The title track of “Sergeant Pepper” was about halfway through.

“Sodding pretentious drivel,” muttered Mike. Then, to make himself feel better, he yelled it. Then he sang along with the song, replacing all the words with “Sodding pretentious drivel” although it really didn’t fit the tune at all well. Sergeant Pepper was the anthem, the Ark of the sodding Covenant of his parents’ generation. It was the only LP he recalled them owning and they would play it, enraptured, repeatedly in the long summer evenings at home. They wouldn’t even let the bloody thing go “kertonk kertonk” at the end of side one (or say “Paul is dead” backwards or whatever it was supposed to do). One of them would leap up and turn the bloody thing over. Or play that thing about the holes in bleeding Lancashire again and again and gawp at each other stupidly. He had hoped that they would retire it when it got a scratch on that track and, even now, he always expects to hear “holes in Blackburn, Lancashire – cashire – cashire” whenever it’s played.
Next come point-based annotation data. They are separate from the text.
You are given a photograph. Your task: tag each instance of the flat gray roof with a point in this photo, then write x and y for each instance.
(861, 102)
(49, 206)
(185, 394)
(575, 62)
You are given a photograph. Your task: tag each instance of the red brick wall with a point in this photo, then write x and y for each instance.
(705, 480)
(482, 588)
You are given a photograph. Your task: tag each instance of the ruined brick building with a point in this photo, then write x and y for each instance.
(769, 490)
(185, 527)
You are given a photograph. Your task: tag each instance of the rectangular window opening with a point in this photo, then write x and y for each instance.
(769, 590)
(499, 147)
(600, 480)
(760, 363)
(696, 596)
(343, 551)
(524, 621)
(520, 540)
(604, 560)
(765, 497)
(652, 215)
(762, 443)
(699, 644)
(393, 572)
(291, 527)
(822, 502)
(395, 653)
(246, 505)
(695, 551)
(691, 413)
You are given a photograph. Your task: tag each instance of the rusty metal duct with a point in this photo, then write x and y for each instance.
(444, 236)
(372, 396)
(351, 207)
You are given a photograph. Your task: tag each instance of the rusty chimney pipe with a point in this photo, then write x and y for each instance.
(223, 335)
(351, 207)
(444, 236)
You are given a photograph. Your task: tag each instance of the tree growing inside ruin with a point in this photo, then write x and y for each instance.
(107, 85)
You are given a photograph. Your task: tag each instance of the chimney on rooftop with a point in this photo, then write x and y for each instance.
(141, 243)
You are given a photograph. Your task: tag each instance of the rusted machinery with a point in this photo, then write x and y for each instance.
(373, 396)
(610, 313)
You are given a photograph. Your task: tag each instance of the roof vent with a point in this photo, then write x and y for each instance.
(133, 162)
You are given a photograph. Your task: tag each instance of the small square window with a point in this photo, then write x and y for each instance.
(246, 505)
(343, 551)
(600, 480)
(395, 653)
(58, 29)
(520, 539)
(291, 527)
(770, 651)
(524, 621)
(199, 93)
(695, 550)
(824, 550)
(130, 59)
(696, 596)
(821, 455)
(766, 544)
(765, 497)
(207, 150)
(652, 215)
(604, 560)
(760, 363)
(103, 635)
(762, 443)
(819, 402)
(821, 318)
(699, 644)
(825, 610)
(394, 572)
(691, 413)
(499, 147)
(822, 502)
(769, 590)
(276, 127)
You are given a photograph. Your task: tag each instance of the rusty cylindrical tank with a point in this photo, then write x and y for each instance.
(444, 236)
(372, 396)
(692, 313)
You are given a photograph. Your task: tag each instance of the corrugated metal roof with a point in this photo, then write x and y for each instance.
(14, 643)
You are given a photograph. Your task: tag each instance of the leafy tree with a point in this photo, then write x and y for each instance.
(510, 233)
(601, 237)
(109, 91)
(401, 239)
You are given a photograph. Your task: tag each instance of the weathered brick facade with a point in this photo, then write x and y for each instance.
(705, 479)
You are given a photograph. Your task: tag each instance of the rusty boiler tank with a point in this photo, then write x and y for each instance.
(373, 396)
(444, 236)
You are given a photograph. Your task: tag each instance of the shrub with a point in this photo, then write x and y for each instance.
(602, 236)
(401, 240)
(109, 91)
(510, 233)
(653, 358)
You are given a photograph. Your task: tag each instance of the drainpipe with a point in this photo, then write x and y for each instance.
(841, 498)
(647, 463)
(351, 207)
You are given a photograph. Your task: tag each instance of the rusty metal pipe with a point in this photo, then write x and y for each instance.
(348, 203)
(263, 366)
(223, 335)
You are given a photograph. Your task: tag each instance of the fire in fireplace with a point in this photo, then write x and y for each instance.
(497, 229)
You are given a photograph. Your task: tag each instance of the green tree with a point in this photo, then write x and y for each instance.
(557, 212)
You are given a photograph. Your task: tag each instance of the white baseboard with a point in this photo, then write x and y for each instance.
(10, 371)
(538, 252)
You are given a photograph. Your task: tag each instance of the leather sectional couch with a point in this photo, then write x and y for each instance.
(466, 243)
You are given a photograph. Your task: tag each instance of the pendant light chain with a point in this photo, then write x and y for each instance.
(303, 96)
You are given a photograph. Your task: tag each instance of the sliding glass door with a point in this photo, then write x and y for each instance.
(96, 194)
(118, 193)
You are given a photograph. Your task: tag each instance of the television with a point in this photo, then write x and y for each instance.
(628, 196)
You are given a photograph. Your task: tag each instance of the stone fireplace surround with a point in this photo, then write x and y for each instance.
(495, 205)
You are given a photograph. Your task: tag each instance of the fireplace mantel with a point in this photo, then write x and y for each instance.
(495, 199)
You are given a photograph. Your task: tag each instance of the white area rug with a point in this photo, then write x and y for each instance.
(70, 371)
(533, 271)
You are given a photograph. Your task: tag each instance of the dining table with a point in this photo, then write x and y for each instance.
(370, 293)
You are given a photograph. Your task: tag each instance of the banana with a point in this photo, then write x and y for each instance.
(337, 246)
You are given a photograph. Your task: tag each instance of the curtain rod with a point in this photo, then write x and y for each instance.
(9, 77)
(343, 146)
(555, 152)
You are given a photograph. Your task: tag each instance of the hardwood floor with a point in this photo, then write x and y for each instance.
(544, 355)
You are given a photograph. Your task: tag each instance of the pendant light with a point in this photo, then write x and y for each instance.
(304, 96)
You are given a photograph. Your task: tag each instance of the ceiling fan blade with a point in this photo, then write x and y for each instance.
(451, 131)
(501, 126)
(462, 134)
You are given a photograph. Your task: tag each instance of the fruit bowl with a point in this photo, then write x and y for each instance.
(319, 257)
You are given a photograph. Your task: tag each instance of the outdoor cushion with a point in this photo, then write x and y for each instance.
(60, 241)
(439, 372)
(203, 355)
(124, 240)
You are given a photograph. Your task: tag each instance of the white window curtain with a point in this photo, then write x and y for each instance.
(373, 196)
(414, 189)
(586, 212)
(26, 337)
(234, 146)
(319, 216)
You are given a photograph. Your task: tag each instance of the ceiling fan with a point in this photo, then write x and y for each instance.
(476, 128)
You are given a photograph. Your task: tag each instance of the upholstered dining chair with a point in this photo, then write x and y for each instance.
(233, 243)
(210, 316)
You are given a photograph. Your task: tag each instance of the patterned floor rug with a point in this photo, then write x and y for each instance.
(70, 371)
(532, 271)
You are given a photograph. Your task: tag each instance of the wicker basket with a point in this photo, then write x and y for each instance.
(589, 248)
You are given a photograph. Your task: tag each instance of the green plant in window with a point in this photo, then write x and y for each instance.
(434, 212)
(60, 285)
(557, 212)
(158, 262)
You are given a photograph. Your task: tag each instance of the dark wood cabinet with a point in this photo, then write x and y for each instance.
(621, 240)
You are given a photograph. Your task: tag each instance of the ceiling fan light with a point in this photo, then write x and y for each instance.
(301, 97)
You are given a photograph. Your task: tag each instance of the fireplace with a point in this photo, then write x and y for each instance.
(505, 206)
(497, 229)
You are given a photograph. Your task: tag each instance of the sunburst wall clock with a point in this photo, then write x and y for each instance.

Mike’s faith in God was restored the day in 1992 that his mum left it in the sun while she emptied the washing machine, turning it into a Daliesque object hanging over the edge of the sideboard. He became a confirmed atheist the next day when Dad triumphantly stormed into the house with the bloody thing on CD and with a CD player on which to play it. They spent the rest of the day (of which there seemed to be seventy hours left) playing it and singing along, looking meaningful when the words reached the truly meaningless bits.

It even got him in trouble at school. Mike was good at school, meaning he behaved acceptably and passed all the exams he took, some of them with “A” grades. Mr. Shiner, his English teacher, had to introduce Mike’s class to the art of writing poetry criticism and, to break them in easily, he set “A Day in the Life” as the work in question. Mike’s essay was considerably shorter than the expected three pages and displayed a luridness of vocabulary that is usually not to be found in the Times Literary Supplement. Mr. Shiner was a forgiving soul and understood that Mike’s comments probably stemmed from a more intimate knowledge of the subject than they initially revealed. He summoned Mike, or Fendalton, as he was then known, to the staff room.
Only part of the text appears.